8 de fevereiro de 2006

Desorientação Sexual

A homossexualidade não é nada de novo, nem de estranho, nem de particular, é apenas uma orientação sexual; sempre existiu e sempre existirá e não escolhe classes sociais, ou níveis culturais ou raça ou profissão. A aceitação social da mesma é que tem vindo a variar muito de época para época, de cultura para cultura e de civilização para civilização. As últimas décadas têm sido de repressão e tabu, apesar de algum clima crescente de abertura e aceitação neste campo.

De subido, neste início de século, o que é gay vende, o que é gay rende, o que é gay prende a atenção dos públicos mais diversos. De um momento para o outro, as orientações sexuais minoritárias são o tema de conversa, o foco de inúmeras reportagens, filmes, romances, seriados e outras ficções. Desde os investigadores do Instituto de Biotecnologia Molecular de Viena que afirmam ter conseguido manipular geneticamente a orientação sexual de determinada espécie de mosquitos cujo genoma é parecido com o humano, lançando para a mesa a velha discussão da origem biológica da homossexualidade, passando pela sondagem publicada recentemente pelo semanário Expresso que afirma que cerca de 1 milhão de portugueses ser homossexual o bissexual, sem esquecer a tentativa de casamento de um casal de lésbicas em Lisboa e a estreia do filme coqueluche da época no próximo dia 9, que conta a história de um casal de cowboys gay, o que é certo é que o tema está definitivamente na moda.

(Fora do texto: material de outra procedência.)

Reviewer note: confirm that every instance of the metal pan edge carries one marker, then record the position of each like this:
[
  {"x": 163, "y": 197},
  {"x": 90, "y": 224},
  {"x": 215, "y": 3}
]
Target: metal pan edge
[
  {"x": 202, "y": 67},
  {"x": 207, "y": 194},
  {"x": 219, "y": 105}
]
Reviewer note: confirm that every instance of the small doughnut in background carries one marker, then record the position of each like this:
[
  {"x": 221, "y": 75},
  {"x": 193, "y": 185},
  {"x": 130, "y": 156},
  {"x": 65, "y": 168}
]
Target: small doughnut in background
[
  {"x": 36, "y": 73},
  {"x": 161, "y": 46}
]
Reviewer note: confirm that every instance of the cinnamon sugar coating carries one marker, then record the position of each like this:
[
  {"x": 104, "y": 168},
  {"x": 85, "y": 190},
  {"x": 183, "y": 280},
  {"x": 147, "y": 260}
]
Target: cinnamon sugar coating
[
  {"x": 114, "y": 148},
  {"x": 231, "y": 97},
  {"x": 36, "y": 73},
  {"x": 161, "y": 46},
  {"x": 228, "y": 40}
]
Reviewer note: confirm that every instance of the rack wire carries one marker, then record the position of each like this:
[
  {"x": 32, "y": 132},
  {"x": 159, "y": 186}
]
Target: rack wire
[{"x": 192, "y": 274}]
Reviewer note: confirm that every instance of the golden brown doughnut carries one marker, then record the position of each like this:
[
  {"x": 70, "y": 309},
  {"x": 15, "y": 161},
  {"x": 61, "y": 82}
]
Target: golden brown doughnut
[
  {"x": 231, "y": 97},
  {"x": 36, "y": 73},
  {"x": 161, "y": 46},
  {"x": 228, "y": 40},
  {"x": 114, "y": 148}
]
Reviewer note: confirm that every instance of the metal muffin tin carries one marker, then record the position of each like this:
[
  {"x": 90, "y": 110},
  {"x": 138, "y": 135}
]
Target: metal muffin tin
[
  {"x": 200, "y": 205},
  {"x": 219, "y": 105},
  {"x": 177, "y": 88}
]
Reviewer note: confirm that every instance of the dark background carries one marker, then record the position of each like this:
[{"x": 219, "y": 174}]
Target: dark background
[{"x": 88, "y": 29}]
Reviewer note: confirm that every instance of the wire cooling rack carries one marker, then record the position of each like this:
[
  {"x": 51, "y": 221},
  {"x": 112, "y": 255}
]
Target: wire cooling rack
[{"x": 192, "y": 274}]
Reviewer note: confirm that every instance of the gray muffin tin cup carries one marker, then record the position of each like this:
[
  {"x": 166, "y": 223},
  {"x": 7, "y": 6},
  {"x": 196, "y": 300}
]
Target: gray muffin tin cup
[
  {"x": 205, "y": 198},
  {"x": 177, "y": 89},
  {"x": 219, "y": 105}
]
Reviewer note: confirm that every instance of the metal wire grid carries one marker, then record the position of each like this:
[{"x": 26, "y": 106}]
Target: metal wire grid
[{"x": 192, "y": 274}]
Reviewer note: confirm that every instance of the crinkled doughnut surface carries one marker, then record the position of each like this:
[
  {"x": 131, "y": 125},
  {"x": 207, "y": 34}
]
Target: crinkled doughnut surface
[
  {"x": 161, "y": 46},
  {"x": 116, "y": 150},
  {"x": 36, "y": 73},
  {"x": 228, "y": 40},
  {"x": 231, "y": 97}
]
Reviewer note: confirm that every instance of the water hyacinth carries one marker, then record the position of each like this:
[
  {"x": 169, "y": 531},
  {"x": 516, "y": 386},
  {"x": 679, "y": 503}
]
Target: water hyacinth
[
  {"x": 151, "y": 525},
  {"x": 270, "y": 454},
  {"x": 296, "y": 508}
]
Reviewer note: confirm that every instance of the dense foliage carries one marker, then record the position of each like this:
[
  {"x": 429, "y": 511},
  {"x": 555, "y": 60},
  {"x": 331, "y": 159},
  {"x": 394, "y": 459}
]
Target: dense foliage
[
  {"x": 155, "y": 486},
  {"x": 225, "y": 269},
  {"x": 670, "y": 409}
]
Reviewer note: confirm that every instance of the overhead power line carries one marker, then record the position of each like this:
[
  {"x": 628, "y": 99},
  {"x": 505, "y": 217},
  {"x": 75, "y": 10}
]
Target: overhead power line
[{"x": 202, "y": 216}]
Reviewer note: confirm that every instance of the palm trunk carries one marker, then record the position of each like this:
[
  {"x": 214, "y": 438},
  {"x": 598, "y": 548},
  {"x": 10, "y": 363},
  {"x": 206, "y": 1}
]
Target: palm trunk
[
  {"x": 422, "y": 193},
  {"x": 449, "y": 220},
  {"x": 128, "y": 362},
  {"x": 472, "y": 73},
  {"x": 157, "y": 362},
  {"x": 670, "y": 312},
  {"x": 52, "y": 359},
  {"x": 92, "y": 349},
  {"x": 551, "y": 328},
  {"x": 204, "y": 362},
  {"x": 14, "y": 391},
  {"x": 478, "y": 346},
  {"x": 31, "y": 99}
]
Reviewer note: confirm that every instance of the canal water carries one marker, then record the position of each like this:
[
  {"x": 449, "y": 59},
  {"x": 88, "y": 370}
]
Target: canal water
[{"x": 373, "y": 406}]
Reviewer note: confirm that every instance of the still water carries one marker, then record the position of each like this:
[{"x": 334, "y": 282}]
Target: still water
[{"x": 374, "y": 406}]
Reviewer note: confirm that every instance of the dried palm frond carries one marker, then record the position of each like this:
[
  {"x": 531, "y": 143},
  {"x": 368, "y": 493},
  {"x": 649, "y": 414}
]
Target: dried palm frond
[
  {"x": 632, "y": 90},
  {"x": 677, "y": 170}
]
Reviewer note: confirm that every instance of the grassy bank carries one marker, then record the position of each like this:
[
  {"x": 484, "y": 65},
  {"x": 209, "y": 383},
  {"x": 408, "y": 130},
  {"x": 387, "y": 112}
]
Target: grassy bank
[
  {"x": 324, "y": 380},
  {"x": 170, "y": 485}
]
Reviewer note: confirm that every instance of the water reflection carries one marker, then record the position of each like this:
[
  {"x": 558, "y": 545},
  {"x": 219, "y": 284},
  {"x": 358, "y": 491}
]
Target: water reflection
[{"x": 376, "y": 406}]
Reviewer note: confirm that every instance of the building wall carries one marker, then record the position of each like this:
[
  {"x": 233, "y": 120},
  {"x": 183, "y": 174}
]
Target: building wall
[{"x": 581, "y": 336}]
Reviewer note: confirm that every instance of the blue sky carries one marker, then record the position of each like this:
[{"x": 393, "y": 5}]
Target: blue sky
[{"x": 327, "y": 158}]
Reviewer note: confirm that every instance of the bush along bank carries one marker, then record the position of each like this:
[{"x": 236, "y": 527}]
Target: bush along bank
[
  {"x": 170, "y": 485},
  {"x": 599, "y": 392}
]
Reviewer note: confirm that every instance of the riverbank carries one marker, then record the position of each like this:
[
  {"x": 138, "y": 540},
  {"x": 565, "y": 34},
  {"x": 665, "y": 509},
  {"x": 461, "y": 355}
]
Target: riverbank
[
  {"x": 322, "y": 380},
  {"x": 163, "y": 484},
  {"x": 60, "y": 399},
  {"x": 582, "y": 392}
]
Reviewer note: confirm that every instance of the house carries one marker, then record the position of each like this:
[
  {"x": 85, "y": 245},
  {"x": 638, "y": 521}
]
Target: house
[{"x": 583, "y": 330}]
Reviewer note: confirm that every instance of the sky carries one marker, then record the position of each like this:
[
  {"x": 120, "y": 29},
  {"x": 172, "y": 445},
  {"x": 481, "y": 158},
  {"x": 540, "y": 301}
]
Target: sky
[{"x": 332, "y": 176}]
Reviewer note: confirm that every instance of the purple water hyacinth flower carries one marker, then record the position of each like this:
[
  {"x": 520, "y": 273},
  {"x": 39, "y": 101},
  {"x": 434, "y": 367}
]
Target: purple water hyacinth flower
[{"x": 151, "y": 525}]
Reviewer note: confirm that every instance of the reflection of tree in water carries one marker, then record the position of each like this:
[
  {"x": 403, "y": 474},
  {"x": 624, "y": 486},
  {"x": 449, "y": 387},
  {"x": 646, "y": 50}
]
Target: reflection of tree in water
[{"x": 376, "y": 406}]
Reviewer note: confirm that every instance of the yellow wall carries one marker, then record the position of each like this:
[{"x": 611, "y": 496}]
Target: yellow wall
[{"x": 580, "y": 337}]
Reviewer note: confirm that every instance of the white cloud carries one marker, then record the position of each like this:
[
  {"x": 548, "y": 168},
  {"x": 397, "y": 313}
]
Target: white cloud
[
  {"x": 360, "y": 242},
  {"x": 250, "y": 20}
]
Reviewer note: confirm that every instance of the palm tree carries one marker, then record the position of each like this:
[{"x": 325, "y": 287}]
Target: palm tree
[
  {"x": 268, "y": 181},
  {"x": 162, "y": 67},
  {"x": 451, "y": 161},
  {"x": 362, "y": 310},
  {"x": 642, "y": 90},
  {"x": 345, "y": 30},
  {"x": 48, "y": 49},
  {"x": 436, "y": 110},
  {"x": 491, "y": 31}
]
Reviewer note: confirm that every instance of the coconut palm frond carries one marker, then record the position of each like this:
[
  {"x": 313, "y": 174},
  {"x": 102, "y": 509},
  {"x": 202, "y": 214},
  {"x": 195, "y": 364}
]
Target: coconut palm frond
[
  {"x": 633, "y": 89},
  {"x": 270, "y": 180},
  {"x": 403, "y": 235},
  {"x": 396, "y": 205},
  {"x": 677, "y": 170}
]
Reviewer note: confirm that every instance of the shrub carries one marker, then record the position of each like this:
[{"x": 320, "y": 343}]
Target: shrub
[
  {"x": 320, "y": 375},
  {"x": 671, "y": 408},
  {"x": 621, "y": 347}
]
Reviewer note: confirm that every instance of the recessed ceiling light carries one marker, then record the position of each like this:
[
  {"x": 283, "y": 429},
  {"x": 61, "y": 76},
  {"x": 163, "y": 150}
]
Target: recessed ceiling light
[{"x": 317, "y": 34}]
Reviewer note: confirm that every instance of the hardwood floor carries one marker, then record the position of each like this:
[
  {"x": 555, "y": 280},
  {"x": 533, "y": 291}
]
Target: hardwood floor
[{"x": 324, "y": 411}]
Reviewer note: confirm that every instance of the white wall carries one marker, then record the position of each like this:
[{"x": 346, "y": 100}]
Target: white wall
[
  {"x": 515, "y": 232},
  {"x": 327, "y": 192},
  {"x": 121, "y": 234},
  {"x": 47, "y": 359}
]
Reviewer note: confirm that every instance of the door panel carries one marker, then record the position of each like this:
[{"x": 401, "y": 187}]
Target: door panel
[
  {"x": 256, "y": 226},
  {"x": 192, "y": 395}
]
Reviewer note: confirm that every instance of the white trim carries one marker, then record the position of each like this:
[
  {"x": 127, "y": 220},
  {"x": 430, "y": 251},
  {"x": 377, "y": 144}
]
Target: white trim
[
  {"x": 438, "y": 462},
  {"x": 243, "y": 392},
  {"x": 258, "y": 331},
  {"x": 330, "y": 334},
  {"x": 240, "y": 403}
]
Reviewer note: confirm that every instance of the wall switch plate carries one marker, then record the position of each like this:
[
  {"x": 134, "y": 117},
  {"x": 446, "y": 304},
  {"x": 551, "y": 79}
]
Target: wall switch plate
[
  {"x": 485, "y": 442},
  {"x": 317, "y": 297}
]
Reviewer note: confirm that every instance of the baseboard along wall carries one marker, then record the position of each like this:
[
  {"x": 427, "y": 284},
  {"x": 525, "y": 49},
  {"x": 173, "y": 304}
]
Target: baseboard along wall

Se a tese dos investigadores vienenses carece de maior desenvolvimento e não recolhe por ora um reconhecimento unânime junto da comunidade cientifica, a sondagem do Expresso peca por defeito, pois segundo a mesma 63.3% dos inquiridos não quiseram responder á pergunta fatal, sendo fácil de concluir que o numero de portugueses com esta orientação sexual seja muito superior a um milhão. O que não suscita qualquer dúvida é o extremo interesse do público por esta temática. Filmes, reality-shows e séries mainstream passara a ter como condimento quase obrigatório um gay de serviço: o público gosta, o público acha graça, o público comove-se e o produto rende. São séries como Will & Grace, Queer as Folk, Sexo e a Cidade, OZ, etc, programas como o Queer Eye for a Straight Guy e a versão lusa Esquadrão G, são os romances do Guilherme de Melo, da Ana Zanati, é colocarem o actor «The Rock» a fazer de gay ao lado de John Travolta e Uma Thurman em «Be Cool», é o filme português «Odete», e como se tudo isto não bastasse temos o novo filme de Ang Lee, «Brokeback Mountain», que depois de arrebatar quatro Globos de Ouro, o Leão de Ouro em Veneza, prepara-se para transformar a noite de entrega dos Óscares na mais gay de sempre, pois está nomeado para oito estatuetas douradas.

Provando que neste momento o que é gay vende, o filme de Ang Lee, que retrata o amor entre dois cowboys, ultimo reduto da dita masculinidade americana, prepara-se para arrecadar uma fortuna nas bilheteiras, nas ordem doa 100 milhões de dólares, seguindo as pisadas de filmes com a mesma temática, como Filadélfia (73 milhões), Jogo de Lágrimas (63 Milhões) e Gaiola das Malucas (124 Milhões).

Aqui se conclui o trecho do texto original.